Scene one, I believe, is a set-up, maybe even a clever, insightful one. As “Same Time, Next Year” proceeds, in five-year intervals, into the mid-’70s, each scene sheds light on the era. The 1951 segment could be viewed as a commentary on the popular entertainment of the time, and America as a whole – safe and on the surface.

Theatre Aspen’s version – directed by sitcom veteran and part-time Aspenite Jay Sandrich, in his third outing with the local company – never gets edgy. Bernard Slade wrote “Same Time, Next Year” in the mid-’70s, and it feels it. It doesn’t seem as if any energy were expended to refresh or update the portrayal of post-World War II America.



Instead, we are given George and Doris who, while stuck in time, develop a relationship worth caring about. The master stroke is that the two lovers care about each other. What began in scene one as a silly dalliance based on physical urges becomes something emotionally significant, an essential part of the characters’ lives, a way for them to delve into their personal growth, marital troubles, parenthood, loss. And as the relationship matures and gets more serious, so do the scenes, and 1951 can be seen as a starting point, something to build on. And something to laugh about later on.

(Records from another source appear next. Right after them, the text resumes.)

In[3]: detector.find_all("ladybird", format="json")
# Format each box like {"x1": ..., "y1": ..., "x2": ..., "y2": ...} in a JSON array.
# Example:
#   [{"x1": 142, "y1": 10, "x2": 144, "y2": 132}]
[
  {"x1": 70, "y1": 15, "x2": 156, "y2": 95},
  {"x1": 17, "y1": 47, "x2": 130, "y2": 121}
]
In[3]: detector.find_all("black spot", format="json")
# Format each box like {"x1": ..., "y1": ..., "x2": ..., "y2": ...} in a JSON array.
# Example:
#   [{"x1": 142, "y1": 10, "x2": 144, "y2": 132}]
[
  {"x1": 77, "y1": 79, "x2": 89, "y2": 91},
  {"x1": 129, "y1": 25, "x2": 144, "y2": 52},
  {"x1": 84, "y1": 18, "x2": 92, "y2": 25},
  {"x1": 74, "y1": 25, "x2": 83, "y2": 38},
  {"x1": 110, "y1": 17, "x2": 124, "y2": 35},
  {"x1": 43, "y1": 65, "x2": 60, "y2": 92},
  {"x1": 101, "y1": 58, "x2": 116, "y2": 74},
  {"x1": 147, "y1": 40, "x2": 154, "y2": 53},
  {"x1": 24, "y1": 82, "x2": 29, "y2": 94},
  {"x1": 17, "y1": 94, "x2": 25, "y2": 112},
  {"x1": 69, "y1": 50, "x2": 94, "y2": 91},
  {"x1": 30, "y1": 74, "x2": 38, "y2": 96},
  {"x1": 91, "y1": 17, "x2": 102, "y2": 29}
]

A more troubling imbalance is between the characters. Doris is appealing in all her eras – blonde and innocent as a young woman; sexy and uninhibited in the ’60s. When, in the ’70s, she has become conflicted and uncertain over her success as a businesswoman, she comes off as vulnerable and intelligent. It is easy to see why George builds a good part of his life around his annual weekend with her.




George starts off wracked with guilt and is guilt-plagued at play’s end. His one guilt-free period, as a creature of the self-absorbed ’70s, is all about shaking off his guilt, a dramatic variation on being guilty. It was impossible for me to see what the pay-off was for Doris, and why around, say, 1952-’53, she didn’t find herself some other gentleman to have a fling with.

Not at all unbalanced was the costume design by Rebecca J. Bernstein. Her designs may have been obvious – Doris’ love-child get-up, complete with headband, for the ’60s; George’s tight pants and sweater vest for the ’70s – but they were effective and ultimately integral to the show.